Update (Jan 16, 2015): After the promising rains in December, things have gone back to being dry. Here is an updated chart of the water levels across the state, courtesy Fusion.net.
As most of you are aware of, California is going through one of its worst droughts in the last century. This year specifically is on record as the third worst in the last 100 years. And there is no end in sight. We do not know if this drought will end next year or in the next 50 years. All we can do is to be smart and conserve as much water as we can. Startlingly, water consumption in the state this May was 0.5% MORE than the same time last year. That does not bode well for our water conservation efforts. We obviously are not doing enough, if any. We need to do more.
In my native language, Tamil, there is oft repeated phrase which is literally and figuratively the best way to describe what we can do. It goes, “Siru thuli, peru vellam” which literally translates to “Small droplets, big flood”. In this context, it means that we all need to add our droplets so we can create the flood (surplus) of water that can then be used for farming, irrigation and all other essential activities.
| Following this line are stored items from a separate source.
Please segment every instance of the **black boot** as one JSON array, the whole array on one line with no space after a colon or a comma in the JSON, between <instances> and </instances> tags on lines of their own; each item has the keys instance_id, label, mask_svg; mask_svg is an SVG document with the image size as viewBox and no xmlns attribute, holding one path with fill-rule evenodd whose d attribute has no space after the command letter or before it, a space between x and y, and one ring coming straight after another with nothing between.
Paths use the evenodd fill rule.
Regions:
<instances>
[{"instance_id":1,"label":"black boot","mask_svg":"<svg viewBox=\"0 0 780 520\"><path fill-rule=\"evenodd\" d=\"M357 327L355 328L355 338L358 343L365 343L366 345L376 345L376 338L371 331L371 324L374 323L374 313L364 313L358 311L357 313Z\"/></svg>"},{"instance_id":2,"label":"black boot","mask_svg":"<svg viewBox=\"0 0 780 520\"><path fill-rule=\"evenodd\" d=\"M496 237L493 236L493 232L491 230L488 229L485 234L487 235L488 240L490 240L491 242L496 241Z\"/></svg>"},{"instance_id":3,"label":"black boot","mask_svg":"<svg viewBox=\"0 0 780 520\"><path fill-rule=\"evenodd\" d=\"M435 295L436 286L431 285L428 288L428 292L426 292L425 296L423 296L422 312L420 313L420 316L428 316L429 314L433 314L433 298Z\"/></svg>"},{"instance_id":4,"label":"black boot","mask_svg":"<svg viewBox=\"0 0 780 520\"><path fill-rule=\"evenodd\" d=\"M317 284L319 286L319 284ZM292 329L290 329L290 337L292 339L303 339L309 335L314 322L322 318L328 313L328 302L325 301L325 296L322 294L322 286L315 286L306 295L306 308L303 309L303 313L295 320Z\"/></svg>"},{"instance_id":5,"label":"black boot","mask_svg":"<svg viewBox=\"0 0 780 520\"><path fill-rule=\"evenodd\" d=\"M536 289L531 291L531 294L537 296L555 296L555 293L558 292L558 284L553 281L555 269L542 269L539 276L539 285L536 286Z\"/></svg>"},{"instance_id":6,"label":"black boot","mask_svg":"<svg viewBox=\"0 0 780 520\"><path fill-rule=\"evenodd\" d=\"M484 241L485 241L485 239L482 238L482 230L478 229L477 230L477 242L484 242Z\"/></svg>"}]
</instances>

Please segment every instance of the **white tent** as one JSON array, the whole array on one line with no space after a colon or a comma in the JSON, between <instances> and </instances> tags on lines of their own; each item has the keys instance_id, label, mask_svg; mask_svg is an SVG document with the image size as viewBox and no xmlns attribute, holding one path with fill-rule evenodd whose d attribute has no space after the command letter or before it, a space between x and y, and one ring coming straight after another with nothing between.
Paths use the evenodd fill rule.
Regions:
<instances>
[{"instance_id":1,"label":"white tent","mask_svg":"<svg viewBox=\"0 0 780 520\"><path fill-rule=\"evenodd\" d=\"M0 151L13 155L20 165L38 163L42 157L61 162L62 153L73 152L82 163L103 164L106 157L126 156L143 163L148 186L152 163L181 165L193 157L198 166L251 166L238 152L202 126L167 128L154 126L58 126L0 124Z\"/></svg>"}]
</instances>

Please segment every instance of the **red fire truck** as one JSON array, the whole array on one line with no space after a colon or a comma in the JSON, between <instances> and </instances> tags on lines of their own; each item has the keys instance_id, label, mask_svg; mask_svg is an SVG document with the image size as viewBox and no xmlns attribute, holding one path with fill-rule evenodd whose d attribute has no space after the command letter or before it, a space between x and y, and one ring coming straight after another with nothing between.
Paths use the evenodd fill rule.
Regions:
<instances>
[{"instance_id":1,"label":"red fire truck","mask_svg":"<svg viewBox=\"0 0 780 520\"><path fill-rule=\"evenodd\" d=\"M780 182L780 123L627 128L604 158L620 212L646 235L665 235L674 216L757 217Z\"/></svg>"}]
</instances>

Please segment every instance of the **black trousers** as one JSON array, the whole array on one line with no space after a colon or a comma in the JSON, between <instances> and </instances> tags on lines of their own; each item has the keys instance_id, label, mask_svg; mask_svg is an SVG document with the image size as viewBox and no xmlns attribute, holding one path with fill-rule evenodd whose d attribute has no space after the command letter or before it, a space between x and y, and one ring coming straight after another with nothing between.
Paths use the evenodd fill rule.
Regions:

This post is a collection of suggestions and recommendations I have picked up over the last year from blogs, articles, radio and online videos. Some of them are easy and the others take time. Either way, it will help, however long and however much it is.
1. Talk to your kids about it. This to me, is the biggest and most important step. Kids love water and from the minutes they take to wash their hands to coming up with interesting ways to use water, they consume a lot of it. Some of it is definitely important- like washing hands. But it doesn’t have to take a fully open tap running for 2 minutes. It could be a partially open tap running for a minute to wash one’s hands thoroughly. The best part is that kids are smart. When you explain the real problem to them, they surprisingly get it. Unlike us, they are not cynical. If they believe there is a problem, they will work hard to fix whatever they can.
2. Reuse water– wherever and whenever you can. Here is a simple way. The water we use to wash vegetables and soak our vessels prior to scrubbing them can be used to water our small plants. We have been doing this at our home for the past 4-6 months. I am definitely using far less water for my garden from the hose without compromising on how much water the plants need and get. I cant imagine all the water we could have saved all these years if we had only done this earlier.
3. Turn off the sprinklers. Really. As harsh as this sounds, there is no bigger criminal in households than sprinklers. Most of them are highly inefficient. They run far longer than they should and far too often. If we can take the time to water our gardens and lawns conscious of the water scarcity, we will save a lot of water. There is also new regulation and fines in California for egregious water users. You can be fined up to $500 for wasting too much water in your front lawn or on the driveway.
4. Reduce shower time. For a lot of us, our daily showers are one of the last bastions of being alone, left to our thoughts. And as much as we love it, we take showers a tad longer than we really should. And this is an area that can result in water savings aplenty. Also consider turning the tap off while brushing your teeth.
5. Save water. Save money. The Santa Clara Water district (for local South Bay residents) offers a bunch of rebates for purchasing and committing to water sipping fixtures. This is an added financial incentive on top of our moral incentive in saving water.
6. Rethink your kitchen habits. If you take the time to examine our water use for cooking, there is so much water that can be conserved. Many of us have the habit of keeping the water on while scrubbing dishes. Of taking more water than we need to drink and tossing the remnant in the sink. Of pouring excess water away in the drain without thinking of reusing it. Each of us have our own kitchen routine that can be optimized. Small changes can be big savings in water usage over time.
7. Do what you can to reduce water in every aspect of your life where you consume or use it. Everything but the water you use to drink is within bounds for consideration. The Bay Area Water Supply and Conservation Agency (BAWSCA) has a lot of ideas on how you can conserve water. Give it a read. The EPA has a whole slew of advice on how to conserve water. Give it a read too. Many of these ideas are simple and doable in small steps.
Finally and most importantly, don’t worry about what your neighbor is doing (or not). We have a responsibility to ourselves and the people around us to be judicious with our water use. Let not someone else’s ignorance and lack of awareness discourage you from making a difference. It all counts towards something.